|10 months ago :: Jun 11, 2014 - 3:31AM #41|
Aside from the question as to whether or not humans have freewill - 'freewill' is shaping up to be just one more unfounded belief - the ability to reason abstractly does not imply the possession of a "soul", if by the latter you mean something that exists independent of the brain. Tell me, Aka_me, do you believe in contra-causal freewill?
It has also been established that some other primates have a nascent capacity to reason. Would this imply that they also have nascent "souls"?
Science is on the very cusp, if it hasn't already achieved it [it was reported just this week that a machine has finally past the extremely exacting 'Turing Test'] of engineering robots with the capacity to think abstractly, which would certainly not imply that machines have "souls".

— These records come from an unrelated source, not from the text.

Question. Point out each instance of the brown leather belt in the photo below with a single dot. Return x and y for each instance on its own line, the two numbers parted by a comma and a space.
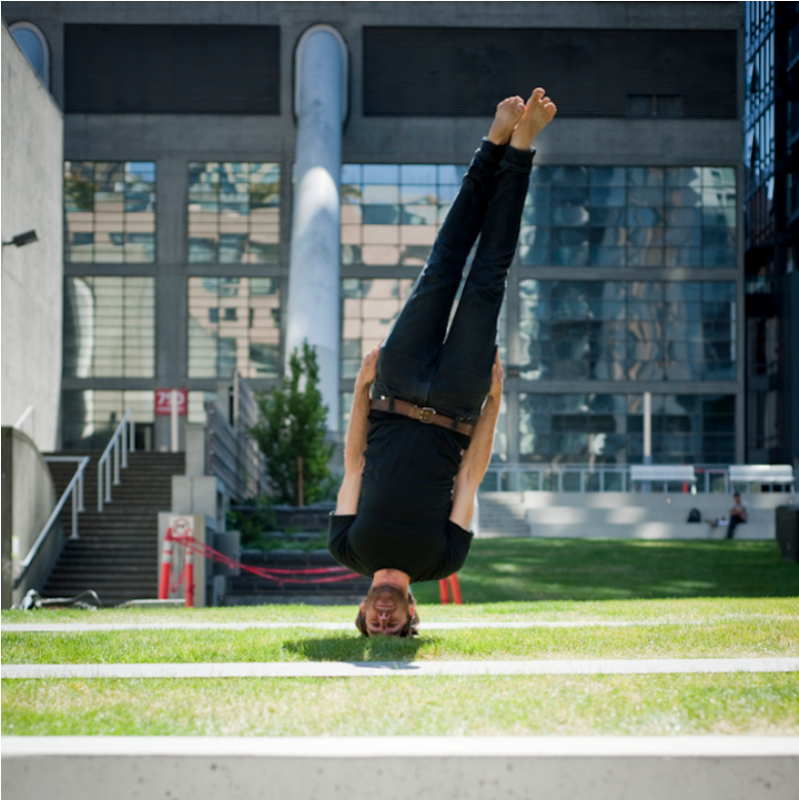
424, 414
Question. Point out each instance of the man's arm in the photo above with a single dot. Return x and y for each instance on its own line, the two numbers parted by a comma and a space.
355, 443
477, 458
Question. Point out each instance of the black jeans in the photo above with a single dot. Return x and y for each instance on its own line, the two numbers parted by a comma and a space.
420, 361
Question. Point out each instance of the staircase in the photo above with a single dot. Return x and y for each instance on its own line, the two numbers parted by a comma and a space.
117, 552
622, 515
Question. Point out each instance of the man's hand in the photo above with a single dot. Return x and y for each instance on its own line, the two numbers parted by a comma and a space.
497, 379
368, 371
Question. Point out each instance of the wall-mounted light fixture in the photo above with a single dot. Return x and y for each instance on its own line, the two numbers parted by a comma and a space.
21, 239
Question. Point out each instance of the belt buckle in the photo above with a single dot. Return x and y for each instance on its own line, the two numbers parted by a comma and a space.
426, 414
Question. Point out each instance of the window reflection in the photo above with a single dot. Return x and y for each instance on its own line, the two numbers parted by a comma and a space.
630, 216
109, 212
234, 324
234, 213
390, 213
608, 428
109, 327
617, 330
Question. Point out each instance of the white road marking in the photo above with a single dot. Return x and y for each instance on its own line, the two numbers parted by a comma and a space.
87, 627
371, 669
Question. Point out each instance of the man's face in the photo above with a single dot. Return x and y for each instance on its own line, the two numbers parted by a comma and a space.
386, 610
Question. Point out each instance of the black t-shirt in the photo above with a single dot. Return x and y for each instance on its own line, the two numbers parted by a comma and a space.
406, 499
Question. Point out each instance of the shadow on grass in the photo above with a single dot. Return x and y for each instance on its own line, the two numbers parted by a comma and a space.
500, 570
356, 648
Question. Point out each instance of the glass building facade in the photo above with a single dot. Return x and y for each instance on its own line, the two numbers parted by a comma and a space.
234, 325
641, 334
234, 213
626, 278
771, 199
109, 212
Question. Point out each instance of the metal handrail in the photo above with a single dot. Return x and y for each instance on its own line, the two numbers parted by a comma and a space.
28, 412
115, 453
75, 489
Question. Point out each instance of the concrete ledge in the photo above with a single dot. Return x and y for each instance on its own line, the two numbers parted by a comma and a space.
382, 669
361, 768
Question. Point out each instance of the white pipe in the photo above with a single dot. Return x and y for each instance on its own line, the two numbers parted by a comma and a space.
321, 106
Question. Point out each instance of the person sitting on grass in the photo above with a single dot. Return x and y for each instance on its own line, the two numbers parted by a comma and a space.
738, 513
427, 399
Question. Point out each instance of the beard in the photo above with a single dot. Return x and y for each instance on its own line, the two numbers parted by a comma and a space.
388, 594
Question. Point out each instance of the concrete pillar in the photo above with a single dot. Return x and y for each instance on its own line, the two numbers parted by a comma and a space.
320, 104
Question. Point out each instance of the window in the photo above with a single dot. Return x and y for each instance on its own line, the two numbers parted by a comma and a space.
234, 213
109, 212
109, 327
369, 308
630, 217
234, 324
635, 331
33, 44
608, 428
390, 213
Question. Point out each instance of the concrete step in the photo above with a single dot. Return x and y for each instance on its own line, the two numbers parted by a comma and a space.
117, 551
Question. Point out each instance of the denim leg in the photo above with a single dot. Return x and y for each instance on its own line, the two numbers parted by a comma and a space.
463, 377
411, 351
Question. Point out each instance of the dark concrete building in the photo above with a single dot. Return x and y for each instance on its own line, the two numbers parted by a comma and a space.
187, 166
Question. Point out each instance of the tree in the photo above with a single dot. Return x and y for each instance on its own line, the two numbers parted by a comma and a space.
291, 432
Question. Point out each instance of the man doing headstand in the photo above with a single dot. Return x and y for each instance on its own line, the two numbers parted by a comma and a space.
426, 401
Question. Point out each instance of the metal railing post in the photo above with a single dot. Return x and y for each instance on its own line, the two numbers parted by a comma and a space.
124, 447
115, 453
74, 516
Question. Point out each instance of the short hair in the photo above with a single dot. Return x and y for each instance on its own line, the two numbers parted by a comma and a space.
408, 631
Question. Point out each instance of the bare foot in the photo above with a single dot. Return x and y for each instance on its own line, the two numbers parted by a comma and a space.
538, 113
509, 112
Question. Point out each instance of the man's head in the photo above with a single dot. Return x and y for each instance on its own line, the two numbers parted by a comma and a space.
387, 611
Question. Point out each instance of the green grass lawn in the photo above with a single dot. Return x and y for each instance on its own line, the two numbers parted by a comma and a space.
762, 636
501, 705
719, 600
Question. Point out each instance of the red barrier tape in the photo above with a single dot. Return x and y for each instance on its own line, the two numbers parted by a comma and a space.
276, 575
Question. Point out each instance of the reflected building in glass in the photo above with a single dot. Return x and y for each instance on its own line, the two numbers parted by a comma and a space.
628, 277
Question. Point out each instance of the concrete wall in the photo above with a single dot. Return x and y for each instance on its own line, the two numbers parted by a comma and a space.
27, 498
445, 768
624, 515
31, 156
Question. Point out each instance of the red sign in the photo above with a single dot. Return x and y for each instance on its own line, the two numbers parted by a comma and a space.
163, 401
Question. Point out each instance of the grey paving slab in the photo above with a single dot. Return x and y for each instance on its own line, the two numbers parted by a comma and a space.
348, 747
371, 669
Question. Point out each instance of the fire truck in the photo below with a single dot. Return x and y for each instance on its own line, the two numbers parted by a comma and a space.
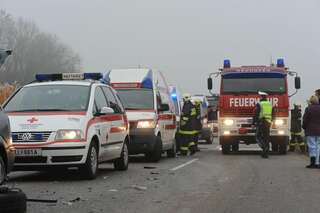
238, 97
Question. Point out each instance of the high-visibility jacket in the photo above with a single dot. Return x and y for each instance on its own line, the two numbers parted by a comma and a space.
265, 110
188, 114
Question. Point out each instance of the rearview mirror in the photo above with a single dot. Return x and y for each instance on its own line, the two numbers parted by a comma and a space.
106, 110
164, 107
209, 83
297, 82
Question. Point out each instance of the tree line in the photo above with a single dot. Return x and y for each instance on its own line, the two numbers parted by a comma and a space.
34, 51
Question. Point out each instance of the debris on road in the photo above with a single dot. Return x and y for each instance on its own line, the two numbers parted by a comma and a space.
139, 188
149, 167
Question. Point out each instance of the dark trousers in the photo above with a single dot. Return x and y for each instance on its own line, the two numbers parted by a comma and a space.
185, 141
263, 136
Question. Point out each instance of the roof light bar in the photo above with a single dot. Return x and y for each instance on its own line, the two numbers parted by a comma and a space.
68, 76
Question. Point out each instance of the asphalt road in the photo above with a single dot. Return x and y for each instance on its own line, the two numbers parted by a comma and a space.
206, 182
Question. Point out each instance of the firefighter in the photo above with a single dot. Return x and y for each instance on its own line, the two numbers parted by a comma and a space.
296, 129
187, 130
198, 123
262, 121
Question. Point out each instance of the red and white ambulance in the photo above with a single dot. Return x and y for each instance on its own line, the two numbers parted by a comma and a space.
68, 120
150, 109
238, 97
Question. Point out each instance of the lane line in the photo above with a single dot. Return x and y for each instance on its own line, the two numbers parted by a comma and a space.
185, 164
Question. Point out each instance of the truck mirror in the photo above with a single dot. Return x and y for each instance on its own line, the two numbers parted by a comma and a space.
209, 83
297, 82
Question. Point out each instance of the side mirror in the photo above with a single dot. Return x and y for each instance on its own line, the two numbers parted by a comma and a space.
106, 110
210, 84
164, 107
297, 82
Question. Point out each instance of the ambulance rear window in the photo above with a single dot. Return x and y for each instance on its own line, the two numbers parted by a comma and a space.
136, 98
49, 98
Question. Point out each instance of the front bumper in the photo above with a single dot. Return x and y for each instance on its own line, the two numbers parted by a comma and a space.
142, 141
54, 155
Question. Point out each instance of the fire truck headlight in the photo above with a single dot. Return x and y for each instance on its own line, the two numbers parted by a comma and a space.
279, 122
228, 122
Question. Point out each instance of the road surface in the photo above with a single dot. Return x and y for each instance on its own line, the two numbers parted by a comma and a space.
206, 182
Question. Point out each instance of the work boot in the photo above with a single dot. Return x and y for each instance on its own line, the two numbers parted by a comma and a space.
302, 148
312, 163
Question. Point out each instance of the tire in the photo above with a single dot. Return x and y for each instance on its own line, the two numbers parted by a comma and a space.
3, 171
210, 139
12, 201
235, 147
225, 149
122, 163
155, 155
90, 169
171, 153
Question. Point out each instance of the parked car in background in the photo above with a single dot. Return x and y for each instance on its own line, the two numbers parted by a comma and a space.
68, 120
150, 109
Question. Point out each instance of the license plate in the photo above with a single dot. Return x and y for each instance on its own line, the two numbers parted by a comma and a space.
28, 152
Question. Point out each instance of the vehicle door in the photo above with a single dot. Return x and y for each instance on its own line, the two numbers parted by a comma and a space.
118, 124
102, 123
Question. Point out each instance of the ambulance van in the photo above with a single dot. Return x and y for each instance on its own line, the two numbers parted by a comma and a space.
150, 110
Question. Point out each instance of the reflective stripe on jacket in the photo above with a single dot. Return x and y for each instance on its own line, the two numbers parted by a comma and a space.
265, 110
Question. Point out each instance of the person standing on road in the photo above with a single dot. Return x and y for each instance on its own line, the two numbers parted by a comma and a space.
187, 130
262, 121
198, 123
311, 126
296, 129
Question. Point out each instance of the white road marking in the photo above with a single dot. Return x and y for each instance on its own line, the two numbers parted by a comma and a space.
183, 165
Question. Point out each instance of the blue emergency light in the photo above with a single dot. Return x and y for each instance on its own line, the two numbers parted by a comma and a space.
226, 63
68, 76
147, 81
280, 62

Your assertion that "the decision making power behind free will ... is only possible due to the soul" is a postulation that doesn't enjoy an iota of empirical support from the brain and cognitive sciences. It is a mere belief equivalent to the view of that Thetans are responsible for all of our negative emotions, or those teachings to be found in the fourth chapter of the Book of Abraham that you claim defy science.
The billions of neurons that comprise the human brain with their trillions of connections is sufficient to explain the brains capacity to think or reason abstractly - along with a whole ensemble of other evolved capacities - with no magical substance required. The neuro and cognitive sciences now know that most of our actions and decisions escape conscious introspection and control. Your actions and decisions are profoundly shaped by unconscious processes to which you are not privy. The actions of the supposedly sovereign "I" are determined by habits, instincts, and impulses that largely bypass conscious inspection. This lack of awareness extends to the highest regions of the mind.
You have all your work still ahead of you, Aka_me, if you want to insist, without evidence, that the human ability to reason abstractly implies the possession of a "soul".